We’ve been saying that most people will reach the Internet through mobile platforms for some time. And for some time, our colleagues have been looking at us as though we have sunstroke. But we like to break new ground and know that skeptical looks are part of the package.
Now we have a powerful ally: the New York Times.
With the majority of Internet traffic expected to shift to congestion-prone mobile networks, there is growing debate on both sides of the Atlantic about whether operators of the networks should be allowed to treat Web users differently, based on the users’ consumption.
While we were researching the subject, we did not take a position on net neutrality, but we now agree that its blind application in our settings will harm our constituents, the teleusers at the bottom of the pyramid. We do agree with the statement below, also excerpted from the NYT:
But there is a big flaw in the concept, according to the operators: Networks have never been neutral.

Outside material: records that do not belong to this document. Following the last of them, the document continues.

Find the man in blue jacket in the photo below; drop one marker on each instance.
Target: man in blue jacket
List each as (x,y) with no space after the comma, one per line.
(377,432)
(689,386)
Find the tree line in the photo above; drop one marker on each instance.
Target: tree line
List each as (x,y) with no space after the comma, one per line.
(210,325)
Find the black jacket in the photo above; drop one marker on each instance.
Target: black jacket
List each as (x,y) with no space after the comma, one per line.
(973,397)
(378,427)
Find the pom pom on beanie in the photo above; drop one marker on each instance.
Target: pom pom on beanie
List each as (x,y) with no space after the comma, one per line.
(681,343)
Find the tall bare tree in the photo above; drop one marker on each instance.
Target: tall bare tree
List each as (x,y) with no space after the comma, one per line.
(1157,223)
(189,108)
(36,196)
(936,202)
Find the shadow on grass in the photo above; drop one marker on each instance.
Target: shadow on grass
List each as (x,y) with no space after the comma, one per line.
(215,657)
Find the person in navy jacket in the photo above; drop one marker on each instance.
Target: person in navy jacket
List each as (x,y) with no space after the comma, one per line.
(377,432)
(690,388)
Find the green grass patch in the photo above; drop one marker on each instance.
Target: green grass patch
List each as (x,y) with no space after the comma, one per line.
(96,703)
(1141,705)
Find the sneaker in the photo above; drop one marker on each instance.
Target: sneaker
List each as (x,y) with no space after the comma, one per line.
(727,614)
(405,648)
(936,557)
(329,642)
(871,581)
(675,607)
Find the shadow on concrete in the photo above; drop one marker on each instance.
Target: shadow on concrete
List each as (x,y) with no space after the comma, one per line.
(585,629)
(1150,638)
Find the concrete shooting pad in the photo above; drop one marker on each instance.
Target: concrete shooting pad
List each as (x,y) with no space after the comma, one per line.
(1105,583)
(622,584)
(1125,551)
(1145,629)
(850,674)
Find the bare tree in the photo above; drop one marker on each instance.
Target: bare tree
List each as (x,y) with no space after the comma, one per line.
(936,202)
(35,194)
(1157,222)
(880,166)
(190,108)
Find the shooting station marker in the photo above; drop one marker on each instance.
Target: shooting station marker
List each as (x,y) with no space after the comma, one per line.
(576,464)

They have always been actively managed to some extent since their inception in the 1980s to ensure that all customers get a basic “best effort” level of service.
If an operator could not restrain bandwidth hogs, who typically make up 15 percent of customers but who generate 80 percent of the traffic, most Internet users would experience poor service.
While net neutrality is an emotion loaded minefield that is not the most hospitable for evidence based discussion, we are at least happy that the mobile piece of the argument is running parallel with ours.